Cosigüina (also spelt Cosegüina) is a stratovolcano located in the western part of Nicaragua. It forms a large peninsula extending into the Gulf of Fonseca. The summit is truncated by a large caldera, 2 x 2.4 km in diameter and 500 m deep, holding a substantial crater lake (Laguna Cosigüina). This cone has grown within an earlier caldera, forming a somma volcano. The earlier caldera rim is still exposed on the north side, but has been buried by the younger cone elsewhere.
The volcano last erupted in 1859, but its most famous activity occurred in 1835, when it produced the largest historical eruption in Nicaragua. Ash from the 1835 eruption has been found in Mexico, Costa Rica, and Jamaica.
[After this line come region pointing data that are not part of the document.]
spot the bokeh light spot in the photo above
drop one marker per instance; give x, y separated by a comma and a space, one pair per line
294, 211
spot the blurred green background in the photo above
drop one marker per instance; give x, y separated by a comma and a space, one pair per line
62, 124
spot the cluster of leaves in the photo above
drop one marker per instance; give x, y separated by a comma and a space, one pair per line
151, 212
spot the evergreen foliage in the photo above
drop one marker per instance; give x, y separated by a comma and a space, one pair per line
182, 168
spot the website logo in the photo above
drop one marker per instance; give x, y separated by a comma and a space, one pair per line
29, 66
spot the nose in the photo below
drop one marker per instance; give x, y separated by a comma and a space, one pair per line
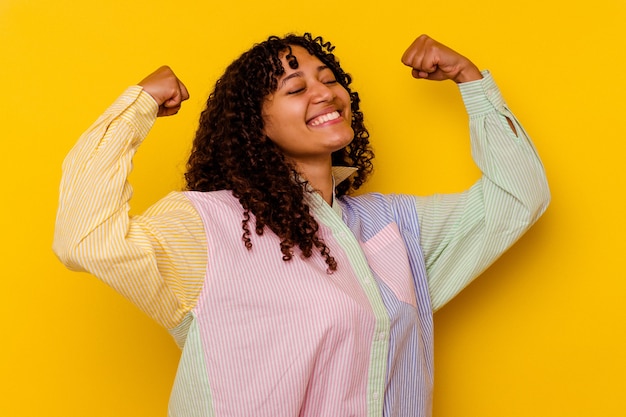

The volcano has been quiet since 1859, only an instant in terms of geological time. An earthquake swarm was measured near Cosigüina in 2002, indicating that tectonic forces are still active in the region although the volcano is somewhat isolated from the line of more recently active Central American volcanoes to the northwest and southeast. The only indicators of hydrothermal activity at the volcano are intermittently observed gas bubbles in Laguna Cosigüina and a hot spring along the eastern flank of the volcano. The fairly uniform vegetation cover on the volcano’s sides also attests to a general lack of gas emissions or “hot spots” on the 872-meter-high cone.